専門委員会成果物

血中DNAのサイズ分布という発見を利用して特定サイズのDNAを抽出する発明が特許適格性を有すると判断された事例

CAFC判決 2020年3月17日
Illumina, Inc., et al. v. Ariosa Diagnostics, Inc., et al.

[経緯]

 Illumina, Inc.ら(I社)は,母体DNAから無細胞胎児DNAを分離する方法に関する特許9,580,751(’751特許)と特許9,738,931(’931特許)を 保有する。I社は,Ariosa Diagnostics, Inc.ら(A社)を特許権侵害として地裁に提訴した。A社は,’751特許と’931特許のクレームは 特許法101条下の特許適格性を有しないとする略式判決を求め,地裁はこの申立てを認めた。I社は判決を不服としてCAFCに控訴した。

[CAFCの判断]

 CAFCは,Aliceの2ステップテストを適用し,そのステップ1において,特許が発見された自然現象自体をクレームとしているのか,又は自然現象 の発見を利用する適格性主題をクレームしているのかのどちらかが争点であるとした。
 ここで,A社らは,’751特許等の発明者が発見したのは血液中の胎児と母体の無細胞DNAのサイズ分布という自然現象であると主張した。
 CAFCは’751特許等のクレームが,胎児DNAと母体DNAの相対的なDNAサイズ分布を検出するものや,無細胞胎児DNA自体を対象としているもの ではなく,母体DNAを選択的に除去することで,胎児DNAが豊富なDNA断片を区分する方法を対象としていると判断した。
 さらにCAFCは,「クレームが,肝細胞の一部が凍結融解サイクルに耐え得るという現象を単に観測したものではなく,新規で便利な肝細胞 の保存方法を指向している」として特許適格性ありと判決したRapid Litig. Mgmt. Ltd. v.
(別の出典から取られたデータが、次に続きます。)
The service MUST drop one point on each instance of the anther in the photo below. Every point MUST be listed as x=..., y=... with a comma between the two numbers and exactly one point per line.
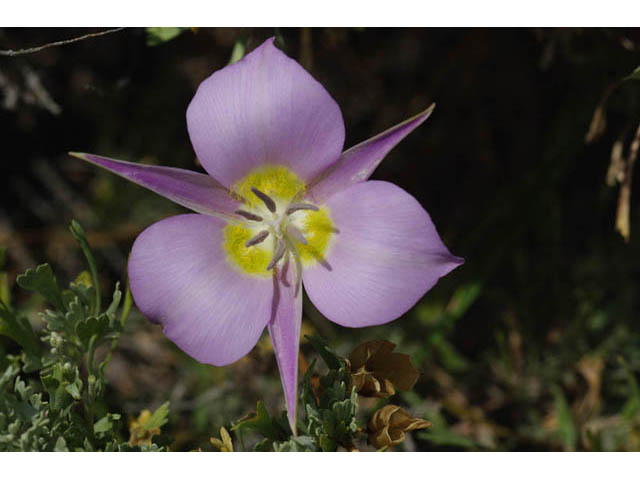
x=296, y=234
x=256, y=239
x=294, y=207
x=249, y=216
x=280, y=249
x=266, y=199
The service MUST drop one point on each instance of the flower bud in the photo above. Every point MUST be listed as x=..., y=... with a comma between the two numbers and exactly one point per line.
x=376, y=371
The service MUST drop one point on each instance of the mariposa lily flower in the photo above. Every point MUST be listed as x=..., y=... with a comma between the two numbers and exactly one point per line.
x=281, y=205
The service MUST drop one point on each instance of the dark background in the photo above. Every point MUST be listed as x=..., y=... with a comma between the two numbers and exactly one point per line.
x=533, y=344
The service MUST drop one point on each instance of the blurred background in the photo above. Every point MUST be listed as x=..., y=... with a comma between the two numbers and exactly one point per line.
x=525, y=167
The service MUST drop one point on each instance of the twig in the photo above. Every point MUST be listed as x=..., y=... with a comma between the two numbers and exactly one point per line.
x=624, y=199
x=13, y=53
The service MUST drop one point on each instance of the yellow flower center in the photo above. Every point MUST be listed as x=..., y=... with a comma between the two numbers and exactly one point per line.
x=275, y=226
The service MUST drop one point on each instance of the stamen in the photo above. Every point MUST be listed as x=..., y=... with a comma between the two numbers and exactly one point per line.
x=256, y=239
x=266, y=199
x=249, y=216
x=285, y=270
x=297, y=234
x=296, y=256
x=280, y=249
x=294, y=207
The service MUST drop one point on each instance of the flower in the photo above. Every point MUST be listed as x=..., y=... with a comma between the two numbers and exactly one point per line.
x=389, y=424
x=281, y=205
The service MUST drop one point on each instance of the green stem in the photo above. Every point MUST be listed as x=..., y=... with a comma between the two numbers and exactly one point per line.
x=81, y=237
x=126, y=308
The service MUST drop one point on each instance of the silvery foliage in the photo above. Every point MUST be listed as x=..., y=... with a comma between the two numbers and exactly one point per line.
x=51, y=391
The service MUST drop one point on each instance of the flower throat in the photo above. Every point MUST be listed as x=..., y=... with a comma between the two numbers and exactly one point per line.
x=275, y=226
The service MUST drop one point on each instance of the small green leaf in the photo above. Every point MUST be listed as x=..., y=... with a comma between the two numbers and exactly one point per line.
x=74, y=389
x=635, y=75
x=43, y=281
x=158, y=418
x=262, y=423
x=105, y=424
x=238, y=51
x=61, y=445
x=566, y=430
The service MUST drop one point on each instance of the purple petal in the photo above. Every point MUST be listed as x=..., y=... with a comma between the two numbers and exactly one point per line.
x=358, y=163
x=193, y=190
x=181, y=279
x=264, y=109
x=284, y=329
x=386, y=255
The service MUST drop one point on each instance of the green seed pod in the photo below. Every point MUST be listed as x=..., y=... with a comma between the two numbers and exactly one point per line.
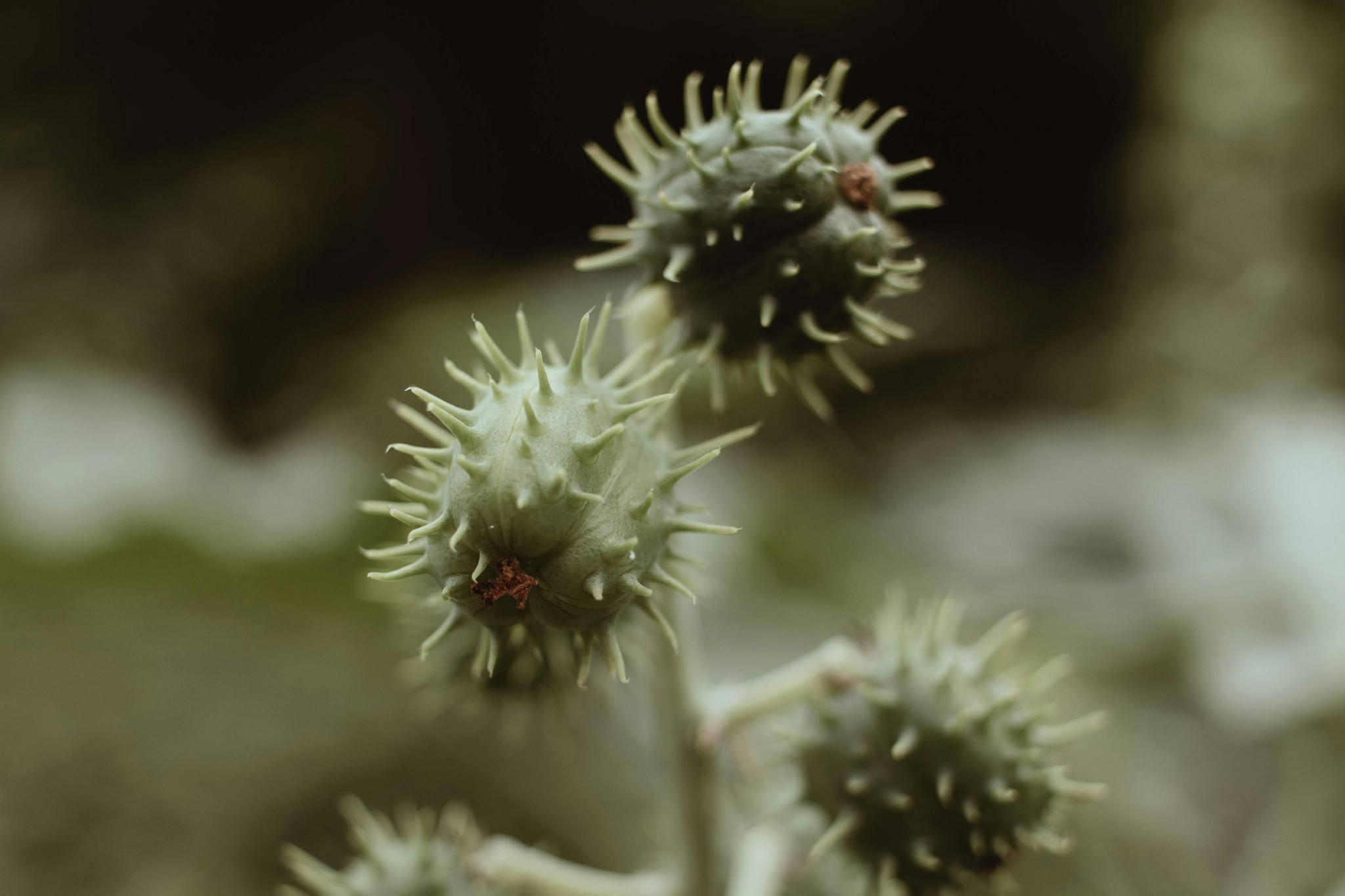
x=934, y=767
x=771, y=228
x=422, y=855
x=550, y=501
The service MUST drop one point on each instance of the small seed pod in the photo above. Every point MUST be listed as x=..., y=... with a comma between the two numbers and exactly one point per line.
x=771, y=228
x=422, y=855
x=550, y=501
x=934, y=767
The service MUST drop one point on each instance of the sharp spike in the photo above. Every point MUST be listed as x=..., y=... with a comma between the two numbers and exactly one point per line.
x=625, y=178
x=764, y=370
x=585, y=661
x=576, y=363
x=646, y=152
x=458, y=535
x=678, y=473
x=908, y=168
x=623, y=412
x=835, y=79
x=752, y=86
x=881, y=125
x=692, y=101
x=416, y=567
x=797, y=159
x=611, y=258
x=877, y=322
x=862, y=113
x=736, y=89
x=721, y=441
x=661, y=127
x=466, y=435
x=433, y=400
x=493, y=652
x=385, y=508
x=810, y=393
x=454, y=618
x=478, y=389
x=646, y=379
x=681, y=524
x=808, y=324
x=794, y=82
x=665, y=626
x=634, y=586
x=422, y=423
x=407, y=519
x=531, y=422
x=409, y=492
x=805, y=102
x=393, y=553
x=1000, y=636
x=663, y=576
x=612, y=652
x=482, y=562
x=849, y=368
x=845, y=824
x=678, y=261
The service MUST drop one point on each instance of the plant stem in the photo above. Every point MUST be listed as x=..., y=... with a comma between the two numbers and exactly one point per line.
x=522, y=870
x=695, y=779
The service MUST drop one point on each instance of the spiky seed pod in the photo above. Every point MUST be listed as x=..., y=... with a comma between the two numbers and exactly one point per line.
x=550, y=501
x=772, y=228
x=423, y=855
x=934, y=766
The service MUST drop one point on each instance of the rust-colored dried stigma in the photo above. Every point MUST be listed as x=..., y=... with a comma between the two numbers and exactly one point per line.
x=858, y=183
x=510, y=581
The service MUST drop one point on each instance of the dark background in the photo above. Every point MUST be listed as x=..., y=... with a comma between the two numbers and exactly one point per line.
x=451, y=136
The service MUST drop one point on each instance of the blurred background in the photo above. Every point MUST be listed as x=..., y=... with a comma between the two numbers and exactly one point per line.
x=229, y=233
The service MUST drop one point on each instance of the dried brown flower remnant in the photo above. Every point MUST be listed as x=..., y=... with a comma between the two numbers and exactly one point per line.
x=510, y=581
x=858, y=183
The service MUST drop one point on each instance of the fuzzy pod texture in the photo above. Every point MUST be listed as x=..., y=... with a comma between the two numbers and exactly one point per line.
x=935, y=767
x=771, y=228
x=550, y=501
x=420, y=855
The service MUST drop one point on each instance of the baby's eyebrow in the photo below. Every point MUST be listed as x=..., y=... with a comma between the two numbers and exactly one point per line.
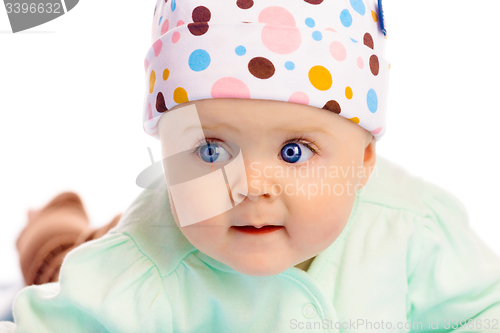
x=280, y=129
x=215, y=127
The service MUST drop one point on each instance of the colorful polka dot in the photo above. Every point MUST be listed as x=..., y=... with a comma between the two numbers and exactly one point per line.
x=230, y=87
x=299, y=97
x=333, y=106
x=240, y=50
x=150, y=112
x=152, y=80
x=201, y=14
x=338, y=51
x=358, y=6
x=279, y=35
x=160, y=103
x=180, y=95
x=320, y=78
x=175, y=37
x=346, y=18
x=374, y=65
x=361, y=63
x=310, y=22
x=198, y=29
x=199, y=60
x=368, y=40
x=372, y=101
x=157, y=47
x=348, y=92
x=261, y=68
x=164, y=27
x=317, y=35
x=244, y=4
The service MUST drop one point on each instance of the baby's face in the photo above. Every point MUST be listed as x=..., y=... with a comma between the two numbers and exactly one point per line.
x=303, y=166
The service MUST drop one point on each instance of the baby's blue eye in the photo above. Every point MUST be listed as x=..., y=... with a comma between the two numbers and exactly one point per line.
x=211, y=152
x=292, y=153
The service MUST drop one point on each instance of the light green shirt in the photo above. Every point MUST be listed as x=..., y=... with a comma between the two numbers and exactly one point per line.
x=406, y=256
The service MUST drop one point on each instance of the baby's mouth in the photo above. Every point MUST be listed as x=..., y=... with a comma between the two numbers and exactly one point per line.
x=258, y=230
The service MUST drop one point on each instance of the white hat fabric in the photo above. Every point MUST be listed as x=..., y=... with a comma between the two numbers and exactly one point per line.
x=328, y=54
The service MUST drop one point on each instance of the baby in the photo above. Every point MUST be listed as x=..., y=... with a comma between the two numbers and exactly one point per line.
x=273, y=212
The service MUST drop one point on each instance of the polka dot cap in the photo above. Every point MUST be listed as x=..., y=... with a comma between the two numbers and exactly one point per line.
x=327, y=54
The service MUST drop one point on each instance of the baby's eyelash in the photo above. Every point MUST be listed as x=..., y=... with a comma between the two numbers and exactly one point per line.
x=202, y=143
x=308, y=143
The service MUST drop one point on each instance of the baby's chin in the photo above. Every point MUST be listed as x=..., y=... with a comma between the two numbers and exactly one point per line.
x=259, y=267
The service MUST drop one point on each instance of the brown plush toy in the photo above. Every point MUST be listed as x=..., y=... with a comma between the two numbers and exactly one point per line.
x=51, y=232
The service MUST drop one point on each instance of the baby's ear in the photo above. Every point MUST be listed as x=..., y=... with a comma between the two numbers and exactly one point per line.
x=369, y=157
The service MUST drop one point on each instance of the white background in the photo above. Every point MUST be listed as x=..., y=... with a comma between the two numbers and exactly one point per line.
x=71, y=94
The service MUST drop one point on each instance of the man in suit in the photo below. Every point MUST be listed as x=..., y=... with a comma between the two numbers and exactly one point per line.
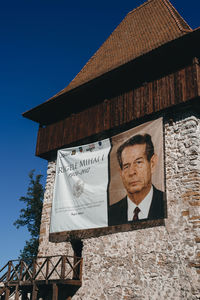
x=137, y=162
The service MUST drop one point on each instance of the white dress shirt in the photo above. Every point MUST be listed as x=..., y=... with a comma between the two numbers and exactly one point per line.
x=144, y=206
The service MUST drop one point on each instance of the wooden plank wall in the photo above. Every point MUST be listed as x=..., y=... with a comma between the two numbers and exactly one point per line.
x=151, y=97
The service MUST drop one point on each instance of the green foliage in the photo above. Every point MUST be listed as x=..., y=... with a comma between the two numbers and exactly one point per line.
x=30, y=216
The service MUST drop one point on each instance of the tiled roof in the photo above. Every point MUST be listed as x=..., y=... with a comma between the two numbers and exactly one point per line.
x=145, y=28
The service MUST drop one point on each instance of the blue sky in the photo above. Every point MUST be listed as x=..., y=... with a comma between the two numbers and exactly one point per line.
x=43, y=45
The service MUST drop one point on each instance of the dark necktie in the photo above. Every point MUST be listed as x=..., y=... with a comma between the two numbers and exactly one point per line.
x=136, y=212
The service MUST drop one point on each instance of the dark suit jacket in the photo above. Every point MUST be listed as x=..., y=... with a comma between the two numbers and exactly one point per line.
x=117, y=213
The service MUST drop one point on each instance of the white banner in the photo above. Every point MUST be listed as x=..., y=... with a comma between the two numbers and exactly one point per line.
x=80, y=193
x=99, y=185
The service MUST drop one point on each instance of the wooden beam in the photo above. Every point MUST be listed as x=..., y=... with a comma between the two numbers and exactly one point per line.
x=55, y=292
x=17, y=292
x=7, y=293
x=34, y=292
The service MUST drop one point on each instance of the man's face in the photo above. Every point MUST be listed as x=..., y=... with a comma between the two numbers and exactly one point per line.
x=136, y=170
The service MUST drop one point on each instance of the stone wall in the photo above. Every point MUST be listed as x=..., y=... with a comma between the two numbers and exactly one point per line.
x=154, y=263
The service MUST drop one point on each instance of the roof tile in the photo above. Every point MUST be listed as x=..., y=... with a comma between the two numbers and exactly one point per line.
x=145, y=28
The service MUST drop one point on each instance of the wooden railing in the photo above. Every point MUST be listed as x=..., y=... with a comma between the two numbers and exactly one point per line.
x=18, y=275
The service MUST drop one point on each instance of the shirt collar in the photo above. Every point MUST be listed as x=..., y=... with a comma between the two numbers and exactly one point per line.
x=144, y=206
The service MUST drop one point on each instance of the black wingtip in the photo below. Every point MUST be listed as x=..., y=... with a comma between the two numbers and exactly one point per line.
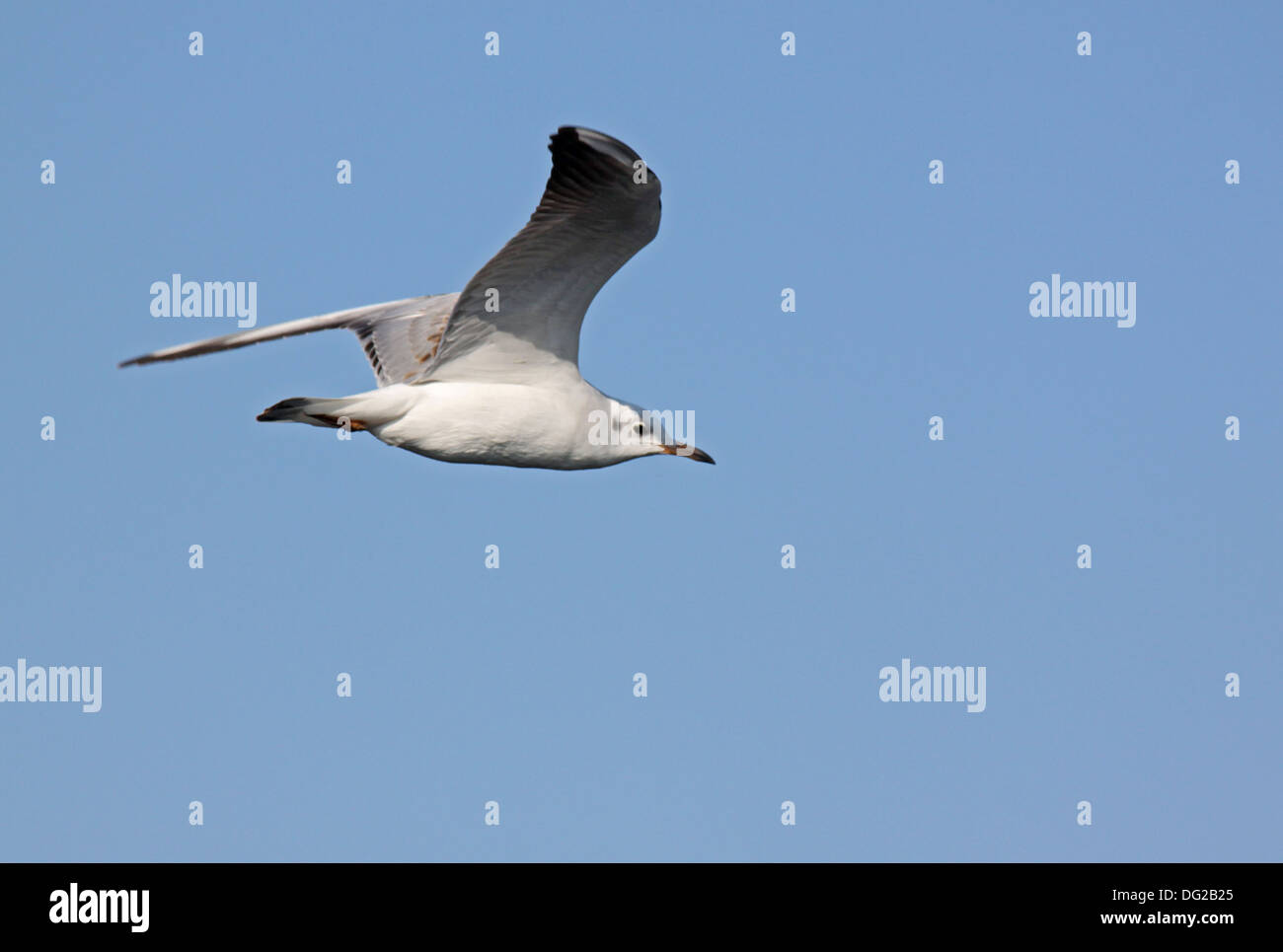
x=572, y=136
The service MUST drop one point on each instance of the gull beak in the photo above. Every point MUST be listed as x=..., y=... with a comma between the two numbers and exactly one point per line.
x=681, y=449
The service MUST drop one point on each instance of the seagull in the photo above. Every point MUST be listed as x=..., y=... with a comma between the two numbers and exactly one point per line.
x=491, y=374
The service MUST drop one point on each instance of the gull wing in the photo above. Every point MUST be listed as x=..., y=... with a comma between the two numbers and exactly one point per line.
x=521, y=313
x=399, y=337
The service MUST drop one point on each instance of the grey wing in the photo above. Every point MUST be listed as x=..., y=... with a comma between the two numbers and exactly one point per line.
x=399, y=337
x=524, y=310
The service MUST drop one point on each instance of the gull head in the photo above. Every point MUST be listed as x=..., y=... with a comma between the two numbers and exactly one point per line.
x=628, y=431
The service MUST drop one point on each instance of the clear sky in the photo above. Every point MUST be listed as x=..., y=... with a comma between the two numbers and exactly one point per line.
x=516, y=684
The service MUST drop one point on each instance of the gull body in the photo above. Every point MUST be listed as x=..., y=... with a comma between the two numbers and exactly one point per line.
x=491, y=374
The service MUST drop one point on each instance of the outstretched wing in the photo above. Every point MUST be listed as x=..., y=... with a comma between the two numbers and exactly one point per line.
x=399, y=337
x=524, y=310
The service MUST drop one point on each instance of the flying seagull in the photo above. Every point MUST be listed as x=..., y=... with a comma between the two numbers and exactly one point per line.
x=491, y=374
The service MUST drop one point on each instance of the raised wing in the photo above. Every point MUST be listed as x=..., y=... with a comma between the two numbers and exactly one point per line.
x=399, y=337
x=524, y=310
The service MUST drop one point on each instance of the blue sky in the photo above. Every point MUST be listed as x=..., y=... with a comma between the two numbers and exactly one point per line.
x=516, y=684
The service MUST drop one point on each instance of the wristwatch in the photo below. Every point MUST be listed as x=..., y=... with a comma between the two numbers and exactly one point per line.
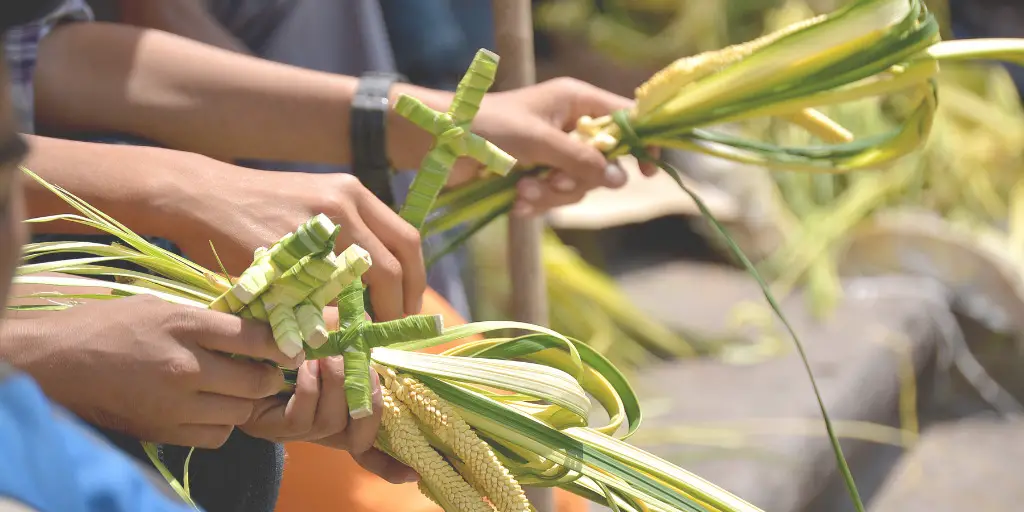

CellzDirect, Inc., 827 F.3d 1042, 1050 (Fed. Cir. 2016)を引用し,’751特許等のクレームが,胎児DNAと母体DNAの相対的なサイズ分布という現象ではなく,この相対的なサイズ分布の発見を利用して血中の母体DNAを選択的に除去して胎児DNAの相対的な量を増大させる方法を指向している点で特許適格性が あると判断した。
 この判断に基づき,CAFCはステップ2に進むことなく,クレームは特許適格性があると判断し,地裁の決定を棄却し差し戻した。